Do the words formed have to be valid in English or is this just a combinatorial question?

Answer 19

H : 3
R : 2
I : 2
P : 2
U : 1
A : 1
Y : 1

Consider the case where R are at both ends of the word. Then there are \(\dfrac{10!}{3!2!2!1!1!1!}=151200\) possibilities.

I postulate that the combinations are equal to\[
\frac{7!}{2!\,2!}\sum_{k=0}^7\binom{n+3}{3}(8-n)=997920
\]

Answer 20

Let me explain the divisible by 11 question.

Part a, the set of digits such that the sum is 43.

The maximum sum of digit of a 5 digit number is 45.
\[
9+9+9+9+9=45\\
9+9+9+9+9-2=43\\
9+9+9+9+7=43\\
9+9+9+(9-1)+(9-1)=43\\
9+9+9+8+8=43
\]
So the two sets are {9,9,9,8,8} and {9,9,9,9,7}.

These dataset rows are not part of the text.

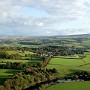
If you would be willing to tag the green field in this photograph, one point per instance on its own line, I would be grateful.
(65, 64)
(6, 74)
(71, 86)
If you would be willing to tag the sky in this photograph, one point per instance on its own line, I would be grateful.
(44, 17)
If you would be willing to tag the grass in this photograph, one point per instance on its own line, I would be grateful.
(20, 52)
(32, 62)
(6, 74)
(65, 65)
(71, 86)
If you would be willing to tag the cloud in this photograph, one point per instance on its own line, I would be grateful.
(61, 14)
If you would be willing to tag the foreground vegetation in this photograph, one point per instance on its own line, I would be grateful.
(71, 86)
(27, 63)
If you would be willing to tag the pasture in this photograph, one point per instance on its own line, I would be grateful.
(6, 74)
(65, 64)
(71, 86)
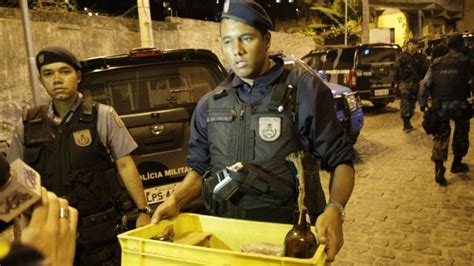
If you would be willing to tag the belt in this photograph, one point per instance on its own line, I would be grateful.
(99, 217)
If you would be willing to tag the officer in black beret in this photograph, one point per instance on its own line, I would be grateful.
(448, 84)
(249, 118)
(412, 66)
(79, 147)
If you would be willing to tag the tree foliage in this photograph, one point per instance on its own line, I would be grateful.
(325, 24)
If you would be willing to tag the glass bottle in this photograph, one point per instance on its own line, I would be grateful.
(300, 242)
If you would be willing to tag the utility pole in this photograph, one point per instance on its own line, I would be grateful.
(35, 87)
(365, 21)
(144, 19)
(345, 22)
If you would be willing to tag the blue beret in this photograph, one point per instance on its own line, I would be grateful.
(456, 41)
(249, 12)
(413, 40)
(53, 54)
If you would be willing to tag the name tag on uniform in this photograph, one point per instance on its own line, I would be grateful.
(82, 138)
(269, 128)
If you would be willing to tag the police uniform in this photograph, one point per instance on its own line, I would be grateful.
(447, 82)
(412, 68)
(75, 157)
(285, 111)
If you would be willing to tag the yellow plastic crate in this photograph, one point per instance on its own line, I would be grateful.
(228, 235)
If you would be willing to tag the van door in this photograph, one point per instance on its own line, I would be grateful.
(156, 102)
(376, 70)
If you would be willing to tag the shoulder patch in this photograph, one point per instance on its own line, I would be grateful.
(118, 120)
(82, 138)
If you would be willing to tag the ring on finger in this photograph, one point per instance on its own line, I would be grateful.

Part b, numbers that are divisible for 11 constructed using the two sets of digits.
\[
a=\sum_{k=0}^4a_k10^k\\
a=\sum_{k=0}^4a_k10^k\equiv0\pmod{11}\iff\sum_{k=0}^4a_k(-1)^k\equiv0\pmod{11}\\
a_0-a_1+a_2-a_3+a_4\equiv0\pmod{11}
\]
Consider the set {9,9,9,8,8}. We have to add three elements of the set and subtract two elements of the set such that the result is 11n (as \(a_0-a_1+a_2-a_3+a_4\equiv0\pmod{11}\)). Either we add two 8's, we add one 8 and subtract one 8, or we subtract two 8's.

8+8-9+9-9=7 (add two 8's)
9-9+9-8+8=9 (add one 8 and subtract one 8)
9+9+9-8-8=11 (subtract two 8's)

So 98989 is the only number constructed using {9,9,9,8,8} as digits that is divisible by 11. (We have subtracted two 8's, so it must be in \(a_1\) and \(a_3\). Swapping the two 8's still yields 98989.)

Consider the set {9,9,9,9,7}. Again, add three elements and subtract two such that the results equal 11n. This time, we either add 7 or subtract 7.

9+9+7-9-9=7 (add 7)
9+9+9-9-7=11 (subtract 7)

So 7 is either \(a_1\) or \(a_3\) as we have subtracted 7. 99979 (\(7=a_1\)) and 97999 (\(7=a_3\)) are the two numbers.

There are 3 numbers that are divisible by 11 in the set of five digits numbers such that the sum of digits = 43. The probability of finding such number in the set is left as an exercise for the reader XD.